2. My web browser accepts HTML, XHTML and XML.
 (Accept: text/html,application/xhtml+xml,application/xml;q=0.9,*/*;q=0.8\r\n)

3. My IP is 10.33.37.39, and the server's IP address is 128.119.245.12.

4. That status code returned by the server is 200, meaning connection is OK.

5. The file was last modified Sunday, March 11th, 2012 at 8:03 PM GMT.    (Last-Modified: Sun, 11 Mar 2012 20:03:01 GMT\r\n)

6. 482 Bytes are being returned to my browser. (Frame 14: 482 bytes on wire (3856 bits), 482 bytes captured (3856 bits))

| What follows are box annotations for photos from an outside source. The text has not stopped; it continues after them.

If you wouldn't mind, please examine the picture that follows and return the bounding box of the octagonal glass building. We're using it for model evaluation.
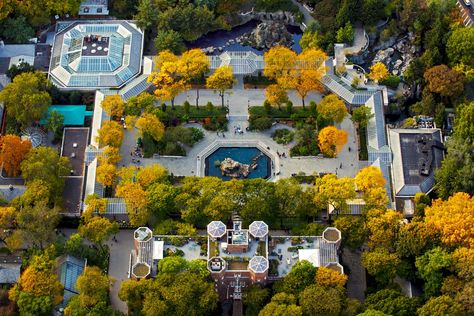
[49,20,143,90]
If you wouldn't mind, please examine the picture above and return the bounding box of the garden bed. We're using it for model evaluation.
[357,127,369,161]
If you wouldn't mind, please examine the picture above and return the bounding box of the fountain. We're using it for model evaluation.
[220,157,251,178]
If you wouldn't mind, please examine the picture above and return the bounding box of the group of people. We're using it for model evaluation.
[130,146,143,164]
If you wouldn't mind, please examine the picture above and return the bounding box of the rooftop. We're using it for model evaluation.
[389,128,444,196]
[50,20,143,90]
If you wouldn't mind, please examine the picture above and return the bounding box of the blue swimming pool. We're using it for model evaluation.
[205,147,272,180]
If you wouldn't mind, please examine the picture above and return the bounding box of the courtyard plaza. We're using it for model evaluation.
[120,88,360,180]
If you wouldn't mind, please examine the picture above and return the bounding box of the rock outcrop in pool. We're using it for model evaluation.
[220,158,250,178]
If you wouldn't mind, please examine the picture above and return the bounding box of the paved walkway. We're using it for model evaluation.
[342,248,367,303]
[108,229,133,315]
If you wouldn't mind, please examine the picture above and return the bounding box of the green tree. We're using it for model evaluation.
[336,22,354,44]
[21,146,71,198]
[243,284,270,316]
[258,293,303,316]
[362,248,401,285]
[280,260,316,301]
[351,105,374,128]
[300,284,344,316]
[64,266,115,316]
[415,247,452,297]
[206,66,237,107]
[6,61,35,80]
[446,27,474,67]
[317,94,347,123]
[119,272,218,316]
[133,0,158,31]
[0,71,51,128]
[364,289,420,316]
[436,102,474,199]
[361,0,386,25]
[79,216,119,249]
[125,92,155,116]
[16,200,61,249]
[424,65,464,97]
[417,295,465,316]
[1,16,35,44]
[334,216,368,250]
[155,29,186,55]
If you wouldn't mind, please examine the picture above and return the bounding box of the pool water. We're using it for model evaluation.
[187,20,303,55]
[205,147,271,180]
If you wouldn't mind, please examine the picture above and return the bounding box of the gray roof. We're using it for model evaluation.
[209,51,264,75]
[389,129,444,196]
[0,185,26,202]
[322,73,376,105]
[248,256,269,273]
[50,20,143,90]
[313,236,339,267]
[0,44,35,58]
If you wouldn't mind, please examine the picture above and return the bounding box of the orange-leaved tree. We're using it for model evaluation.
[97,121,124,147]
[206,66,237,107]
[315,267,347,287]
[425,192,474,248]
[100,94,126,119]
[265,84,288,110]
[281,48,327,107]
[369,61,388,82]
[0,135,31,177]
[317,93,347,123]
[97,164,117,187]
[263,46,297,80]
[179,48,211,107]
[135,113,165,141]
[318,126,348,158]
[116,182,151,226]
[148,50,188,107]
[263,46,327,107]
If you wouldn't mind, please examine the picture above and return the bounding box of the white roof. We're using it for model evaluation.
[249,221,268,238]
[298,249,321,267]
[207,221,227,238]
[153,240,165,260]
[0,44,35,58]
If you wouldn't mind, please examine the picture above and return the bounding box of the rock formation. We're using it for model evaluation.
[220,158,250,178]
[240,21,293,49]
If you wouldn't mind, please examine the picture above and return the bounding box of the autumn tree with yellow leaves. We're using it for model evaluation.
[8,250,63,315]
[0,135,31,177]
[264,46,327,107]
[315,267,347,287]
[116,182,151,226]
[369,61,388,83]
[314,174,356,212]
[100,94,126,119]
[206,66,237,107]
[354,166,388,208]
[265,84,288,110]
[135,113,165,141]
[317,93,347,123]
[318,126,348,158]
[425,192,474,248]
[96,163,117,187]
[179,48,211,107]
[97,121,124,147]
[148,50,188,107]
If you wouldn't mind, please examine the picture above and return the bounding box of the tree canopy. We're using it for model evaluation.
[0,71,51,128]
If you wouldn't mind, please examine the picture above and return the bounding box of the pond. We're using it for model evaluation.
[205,147,271,180]
[187,20,303,55]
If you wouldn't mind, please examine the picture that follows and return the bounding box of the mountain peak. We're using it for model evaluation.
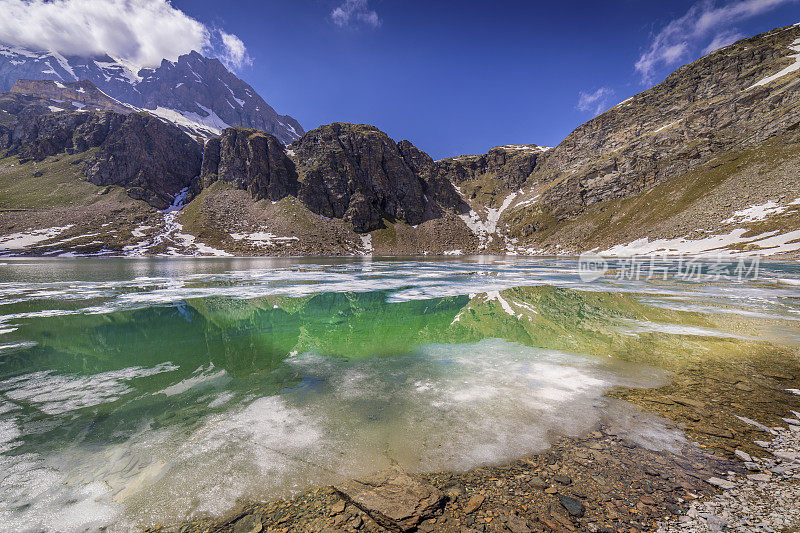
[0,45,304,144]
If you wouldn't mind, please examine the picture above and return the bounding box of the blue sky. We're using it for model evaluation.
[174,0,800,158]
[0,0,800,158]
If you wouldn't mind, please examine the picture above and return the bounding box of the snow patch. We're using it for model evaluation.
[0,224,73,251]
[599,228,800,257]
[747,39,800,91]
[723,199,800,224]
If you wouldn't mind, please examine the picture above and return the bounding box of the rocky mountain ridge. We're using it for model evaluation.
[0,45,304,144]
[0,26,800,255]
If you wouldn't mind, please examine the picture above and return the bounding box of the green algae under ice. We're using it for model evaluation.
[0,258,800,531]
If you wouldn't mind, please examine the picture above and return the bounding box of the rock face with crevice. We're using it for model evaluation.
[200,128,298,201]
[292,123,427,232]
[532,26,800,220]
[0,94,202,209]
[84,113,202,209]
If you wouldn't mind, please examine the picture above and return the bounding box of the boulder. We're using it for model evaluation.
[334,466,446,531]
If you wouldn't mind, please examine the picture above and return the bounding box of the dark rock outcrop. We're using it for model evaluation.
[0,94,202,209]
[436,144,544,190]
[532,26,800,220]
[84,113,202,209]
[9,107,125,161]
[292,123,428,233]
[198,123,466,233]
[0,45,304,144]
[397,140,469,213]
[334,466,445,531]
[200,128,298,201]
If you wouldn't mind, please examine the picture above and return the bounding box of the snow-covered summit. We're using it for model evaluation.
[0,44,304,144]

7. I do not see any differing headers in the packet content window and the packet listing window.

Part 2: The HTTP CONDITIONAL GET/response interaction

8. I do not see an "If Modified since" line.

9. The server doesn't appear to have explicitly returned the contents of the file.

10. There is an IF-MODIFIED-SINCE line. It is as follows: If-Modified-Since: Sun, 11 Mar 2012 20:22:02 GMT\r\n.

11. The response code is 304 Not Modified (HTTP/1.1 304 Not Modified\r\n). Once again, the server does not appear to have explicitly returned the contents of the file.

Part 3: Retrieving Long Documents

12. There were two HTTP GET request messages sent by my browser.

13. There were four TCP segments. (4 Reassembled TCP Segments (4803 bytes): #19(1460), #20(1460), #22(1460), #23(423))

14. The response was 200 OK for the first GET message, and 404 NOT FOUND for the second GET message.

15. There doesn't seem to be any HTTP response messages in the data transmission associated with a TCP induced "continuation"

Part 4: HTML documents with embedded objects

16. There were three GET messages sent out by my browser. One was sent to the gaia.umass server. One was sent to the aw-bc.com site, and the last one was sent to manic.cs.umass.edu.

17. I assume they were downloaded in parallel, as the time on the response messages for both images is identical.

Part 5: HTTP Authentication

18. The response to the first GET message is 401 Authentication Required.

19. The new field in the second GET message is a field called "Authorization" that appears to contain the username and password I used to log in.